State wildlife officials tell GBH News that COVID-19 antibodies have been found in 15 percent of white tail deer tested in Massachusetts as part of a USDA-led study.
COVID-19 has been detected in deer in other states, but the new study provides the first confirmation that Massachusetts deer have been infected with the virus. Of the 558 Massachusetts deer tested so far, COVID-19 antibodies were discovered in 86 samples. While deer-to-human transmission has only happened in one documented case, experts’ primary concern is that widespread infection in the deer population offers additional sites for the virus to mutate.
It's extremely unlikely that most people could be infected by a deer. Any deer-to-human transmission would likely happen through the air, which would require close contact like when one human passes the virus to another, says Martin Feehan, the state deer and moose biologist for the Massachusetts Division of Fisheries and Wildlife. Feehan said there's no evidence that COVID-19 can be spread by ingestion of meat.
"It's clear that any kind of transmission that would occur from deer to humans, if that occurs, would be incredibly rare," Feehan said. "For the most part, any time that people are interacting with deer, it's an outdoor setting, which should really minimize a lot of that risk."
Most of the deer tested for COVID-19 were hunted during the first week of shotgun season, which begins the weekend after Thanksgiving.

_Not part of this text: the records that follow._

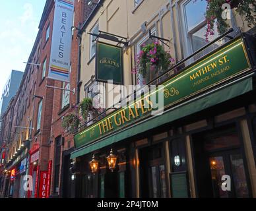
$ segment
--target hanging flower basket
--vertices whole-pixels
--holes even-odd
[[[73,113],[67,113],[62,120],[61,126],[66,131],[72,132],[79,126],[79,117]]]
[[[218,32],[220,34],[224,33],[229,27],[226,20],[222,18],[222,13],[224,11],[222,6],[225,3],[230,4],[230,9],[234,9],[236,12],[245,18],[245,20],[247,21],[248,27],[255,26],[256,24],[256,1],[255,0],[205,1],[208,3],[205,13],[205,18],[207,23],[205,36],[207,41],[210,35],[214,34],[214,24],[215,20],[216,21]]]
[[[170,52],[166,51],[158,42],[144,45],[136,57],[133,74],[141,74],[146,78],[150,71],[160,73],[168,71],[174,65],[174,59]]]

And USDA genetic sequencing confirmed that two samples were the delta variant — while samples tested weeks later from New York were omicron, Feehan said.
But experts say infections in deer do raise the concern about the possible development of new variants in the animals that might potentially then be reintroduced into humans. Some studies of COVID-19 in deer have found large numbers of mutations of the virus.
"Anytime there's a lot of virus floating around in other species, it can change in ways that are very hard to predict," said Andrew Lover, an epidemiologist at UMass Amherst. "And even if it's pretty unlikely for it to spill back into humans again — if or when it does, it could be a very, very different virus."
One Canadian study did find a human case of COVID-19 with mutations that suggested the infection had come from a deer, though NPR reported vaccines still appeared to offer strong protection against that particular variant.
"One of the reasons why it's so important to get control over a virus like this is that the more people or animals that it's infecting, the more opportunities and the faster that it can evolve in, and the more concerned we are about variants," said Elinor Karlsson, the director of vertebrate genomics at the Broad Institute. But so far, she said, the known variants like delta and omicron appear to come from human mutations. "There's no evidence yet that we have mutations that are evolving in other species that could infect humans."
Other species that haven't had the same level of scrutiny may be getting infected as well, she added. Scientists from the Cummings School of Veterinary Medicine at Tufts University have been testing animals from domestic, wildlife and zoo environments for the virus, and say they've seen rare cases as a result of human exposures.
"I think if the deer are telling us anything at this point in time, it's that to understand these kinds of viruses, we need to be testing outside of humans and looking in the animal populations as well, much more so than we are now," Karlsson said.
"For me, possibly one of the most interesting parts of the whole story is, how are the deer getting infected?" she added. "I think understanding that is going to help us really understand a new kind of dimension to the risk story here."